Mobilizing the Region
Issue 290 October 16, 2000


Looking To London: Truck Ban in Transition


In addition to roadway pricing, the question of how to strengthen and improve the fifteen year-old night-time and weekend ban of large trucks from Greater London area roads was a central issue in London's first mayoral campaign last May. As then leader of the now-defunct Greater London Council, Independent mayoral candidate Ken Livingstone pushed through a traffic order in 1985 that prohibited all vehicles weighing over 16.5 tons from entering an area that includes the City of London as well as the Outer London boroughs between 9pm and 7am on weekdays and between noon on Saturday and 7 am on Monday. (Local authorities were given the right to regulate truck traffic by Parliament in 1984.) Under the ban, firms can petition to pay for a special permit to enter the city during prohibited hours.
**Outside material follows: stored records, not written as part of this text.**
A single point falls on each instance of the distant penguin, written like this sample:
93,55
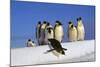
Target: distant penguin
38,31
42,38
80,29
72,33
48,25
58,31
30,43
56,45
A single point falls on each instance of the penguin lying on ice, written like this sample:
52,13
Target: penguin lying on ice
58,31
56,45
30,43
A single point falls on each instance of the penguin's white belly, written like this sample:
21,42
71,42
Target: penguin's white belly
49,36
81,33
72,35
59,33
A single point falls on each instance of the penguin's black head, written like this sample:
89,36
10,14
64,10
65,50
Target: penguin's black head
50,40
48,24
32,41
72,26
80,18
70,22
62,52
39,22
44,22
29,39
58,22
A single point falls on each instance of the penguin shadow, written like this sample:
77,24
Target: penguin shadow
55,53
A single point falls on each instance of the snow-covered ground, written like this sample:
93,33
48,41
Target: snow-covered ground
77,51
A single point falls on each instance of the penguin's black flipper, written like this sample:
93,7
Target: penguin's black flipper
64,49
49,51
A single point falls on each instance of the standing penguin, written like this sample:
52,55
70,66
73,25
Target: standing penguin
72,33
38,31
30,43
80,29
56,45
49,33
58,31
42,38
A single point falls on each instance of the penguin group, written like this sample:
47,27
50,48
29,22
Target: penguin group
76,33
45,31
46,34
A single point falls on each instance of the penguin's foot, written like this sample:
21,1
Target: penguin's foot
64,49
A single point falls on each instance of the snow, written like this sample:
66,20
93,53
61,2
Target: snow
77,51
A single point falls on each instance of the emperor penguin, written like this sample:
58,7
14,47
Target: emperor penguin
49,33
80,29
72,33
56,46
38,31
42,38
58,31
30,43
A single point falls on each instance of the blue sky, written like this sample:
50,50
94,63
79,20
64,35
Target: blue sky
25,15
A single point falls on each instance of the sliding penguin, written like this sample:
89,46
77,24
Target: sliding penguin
80,29
58,31
49,33
42,38
30,43
38,31
56,45
72,33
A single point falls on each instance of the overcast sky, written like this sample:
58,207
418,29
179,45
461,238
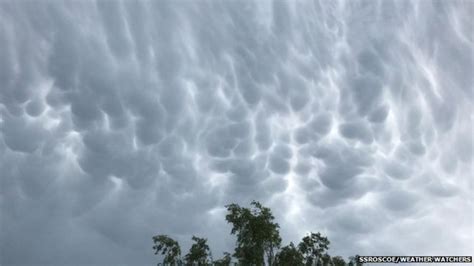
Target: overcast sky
123,120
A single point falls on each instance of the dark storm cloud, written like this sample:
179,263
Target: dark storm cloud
121,120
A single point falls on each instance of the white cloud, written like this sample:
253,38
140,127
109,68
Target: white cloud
123,120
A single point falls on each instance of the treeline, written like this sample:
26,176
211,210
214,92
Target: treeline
258,243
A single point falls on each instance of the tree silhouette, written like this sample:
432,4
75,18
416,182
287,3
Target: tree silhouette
289,256
198,253
169,248
225,261
258,237
256,233
313,248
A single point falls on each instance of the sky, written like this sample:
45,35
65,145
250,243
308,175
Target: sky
120,120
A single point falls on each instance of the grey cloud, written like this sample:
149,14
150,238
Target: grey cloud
121,120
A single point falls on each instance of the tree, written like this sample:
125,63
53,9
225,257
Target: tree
169,248
313,248
289,256
198,253
225,261
256,233
338,261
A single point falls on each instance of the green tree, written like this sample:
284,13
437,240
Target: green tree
289,256
338,261
225,261
169,248
256,233
198,253
313,247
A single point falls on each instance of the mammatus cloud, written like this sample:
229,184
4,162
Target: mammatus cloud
121,120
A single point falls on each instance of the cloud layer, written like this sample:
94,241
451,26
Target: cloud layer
121,120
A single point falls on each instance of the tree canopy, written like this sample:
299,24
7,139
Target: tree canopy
258,243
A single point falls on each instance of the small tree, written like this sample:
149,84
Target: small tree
169,248
289,256
256,233
225,261
313,247
198,253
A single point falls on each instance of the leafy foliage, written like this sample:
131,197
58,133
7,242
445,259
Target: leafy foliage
198,253
313,247
289,256
258,237
256,233
169,248
225,261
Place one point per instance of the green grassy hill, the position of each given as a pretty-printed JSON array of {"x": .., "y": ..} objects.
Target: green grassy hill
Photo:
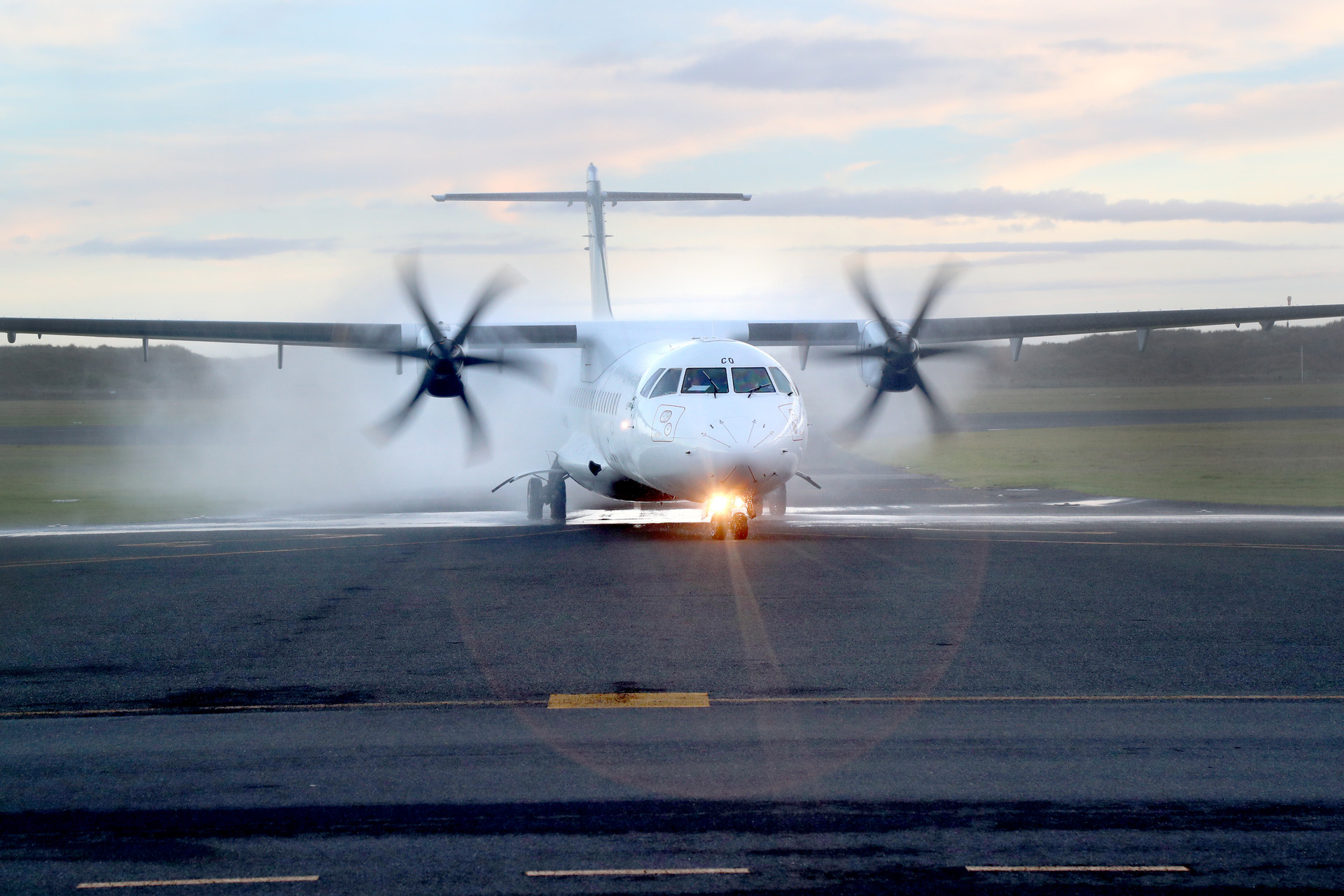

While originally conceived as a measure to reduce night-time noise and truck traffic in residential areas, the ban has increasingly come under fire for contributing to congestion during the peak week-day hours. Conservative mayoral candidate, Steve Norris, who eventually lost to Livingstone, campaigned to radically reform the ban, allowing trucks to deliver and pick-up goods during restricted night-time hours, but banning them from most Greater London roads the weekday peak hours. The Greater London Authority Act grants the Mayor wide-ranging regulatory power over traffic within the city limits, but little has been heard from Livingstone since his election on what he might do to solve the truck ban's inadequacies.